It would be easy to dismiss the accusations hurled at Clarence Thomas as “too thin to matter.” But don’t do that, advises the editors of the WSJ. That, they say, would be a mistake.
This is a political project, and hyped accusations will continue to be asserted as if they are serious.
“Ethics” is a time-honored political weapon in Washington, and it’s being used now against the Court because conservatives have a majority that is cleaning up some of the legal mistakes of recent decades. It has sent abortion policy back to the states (to the political benefit of Democrats in most places), expanded protections for the Bill of Rights, and is slowly restoring constitutional guardrails on the administrative state. Most of all, the Court is no longer a backstop legislature for progressives to impose policies they can’t get through Congress.
The key here is that the claims have been triggered by easily debunked reports about the conservative Justices,” especially claims that Justice Thomas didn’t properly disclose certain financial transactions.”
Shameless Hypocrisy
It’s interesting that Justice Ketanji Brown Jackson didn’t get the same attention when she revised her financial disclosures in 2022.
Her oversights were far more extensive than Justice Thomas’s. There was also no outcry in 2020 when Justice Sonia Sotomayor amended her financial disclosures after the group Fix the Court found that she hadn’t disclosed reimbursement for trips to universities.
Nor was there an uproar when the OpenSecrets website reported in 2019 that former Justice Stephen Breyer was reimbursed for trips some 219 times from 2004-2018. Some of those trips were supported by the wealthy Pritzker family. There are other examples involving liberal Justices.
The WSJ editors want to be clear: “we believe none of these Justices did anything wrong.”
Justice Thomas did nothing wrong in having a rich friend in Harlan Crow or a minor oversight on one of his disclosure forms.
Democrats didn’t mind any of this when they agreed with the Court’s opinions on gay marriage, abortion, or restraining Donald Trump.
How judicious of Chief Justice John Roberts to decline the honor and not to accept the invitation to appear last week so Democrats could attract TV cameras.
In his reply to Judiciary Chairman Dick Durbin, [the Chief Justice] also submitted a lengthy “Statement on Ethics Principles and Practices” that the Justices abide by. It’s an extensive list of laws and rules, and the Justices voluntarily follow the substance of Judicial Conference regulations. All nine Justices signed the statement.

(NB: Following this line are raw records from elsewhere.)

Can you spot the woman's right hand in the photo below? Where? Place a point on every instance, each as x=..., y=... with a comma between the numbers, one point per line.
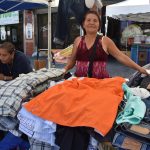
x=144, y=71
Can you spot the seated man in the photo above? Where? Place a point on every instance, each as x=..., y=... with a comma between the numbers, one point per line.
x=12, y=62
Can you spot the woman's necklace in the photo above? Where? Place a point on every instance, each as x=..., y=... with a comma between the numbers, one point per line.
x=10, y=67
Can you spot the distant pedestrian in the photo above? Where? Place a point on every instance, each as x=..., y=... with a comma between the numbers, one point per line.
x=12, y=62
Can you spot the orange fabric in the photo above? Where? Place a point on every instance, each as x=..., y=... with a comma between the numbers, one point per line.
x=80, y=102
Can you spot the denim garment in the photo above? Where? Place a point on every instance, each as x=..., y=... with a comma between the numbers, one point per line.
x=147, y=114
x=11, y=141
x=122, y=129
x=124, y=142
x=66, y=9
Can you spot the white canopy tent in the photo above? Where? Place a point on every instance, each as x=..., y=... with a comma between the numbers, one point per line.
x=134, y=10
x=129, y=10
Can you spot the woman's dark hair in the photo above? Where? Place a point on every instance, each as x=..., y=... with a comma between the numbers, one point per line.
x=87, y=13
x=8, y=46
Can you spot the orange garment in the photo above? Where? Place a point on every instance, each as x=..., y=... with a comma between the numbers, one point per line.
x=80, y=102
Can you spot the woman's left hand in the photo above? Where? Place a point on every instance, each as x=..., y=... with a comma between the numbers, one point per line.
x=144, y=71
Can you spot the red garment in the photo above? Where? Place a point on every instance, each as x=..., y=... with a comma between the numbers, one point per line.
x=99, y=64
x=80, y=102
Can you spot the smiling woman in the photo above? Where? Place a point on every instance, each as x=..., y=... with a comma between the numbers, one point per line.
x=93, y=48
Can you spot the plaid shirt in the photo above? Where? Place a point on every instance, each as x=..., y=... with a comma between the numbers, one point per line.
x=13, y=93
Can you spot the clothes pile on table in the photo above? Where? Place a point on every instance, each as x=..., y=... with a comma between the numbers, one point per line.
x=16, y=92
x=76, y=114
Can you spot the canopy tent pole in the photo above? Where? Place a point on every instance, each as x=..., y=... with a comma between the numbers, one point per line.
x=106, y=26
x=49, y=34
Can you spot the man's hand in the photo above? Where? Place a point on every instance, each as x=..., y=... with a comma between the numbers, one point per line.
x=1, y=76
x=5, y=78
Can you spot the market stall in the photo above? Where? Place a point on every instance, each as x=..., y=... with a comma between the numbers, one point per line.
x=136, y=15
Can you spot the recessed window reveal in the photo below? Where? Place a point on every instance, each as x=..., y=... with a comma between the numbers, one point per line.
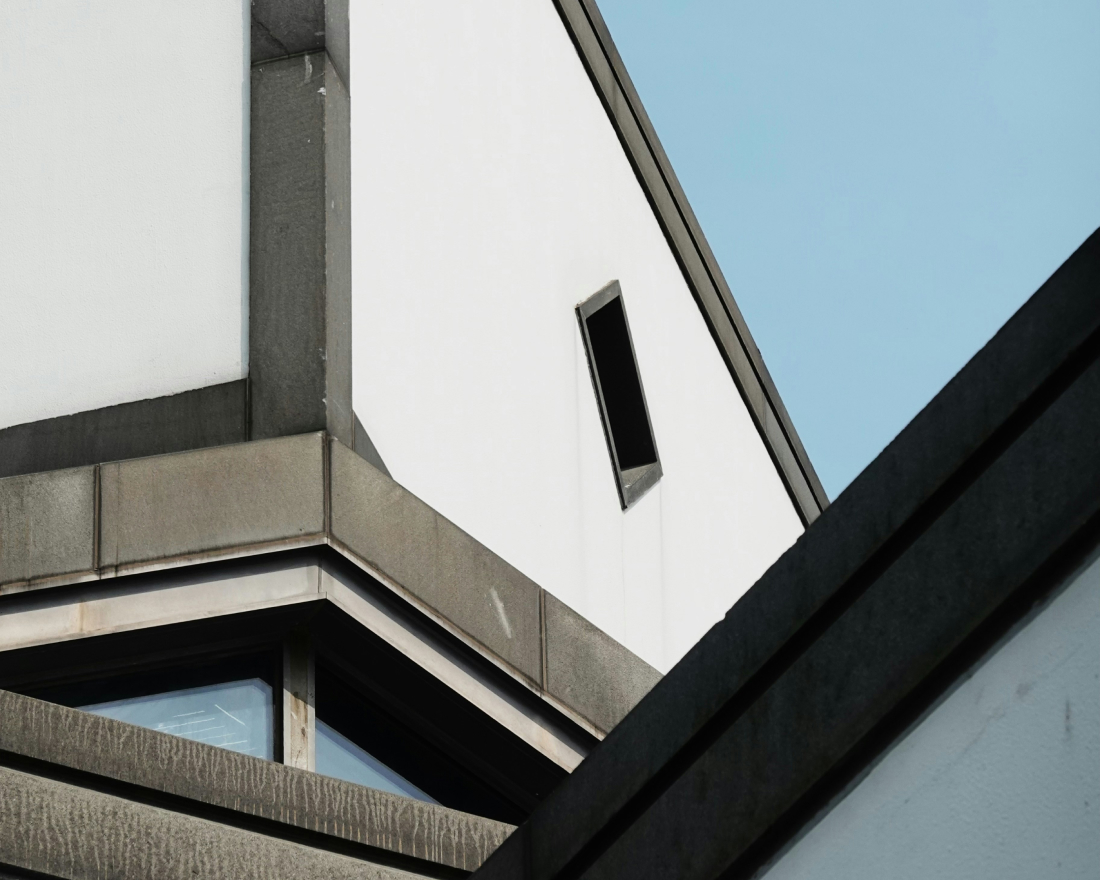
x=619, y=395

It is the WSJ editors’s opinion that it is a bad idea for senators to impose a new ethical code on the Justices, with an outside monitor to enforce it … and unconstitutional, to boot.
It would make the Court—an independent branch of government—answerable to an agent of Congress. The monitor would inevitably become a political weapon to attack unpopular Justices and intimidate the Court.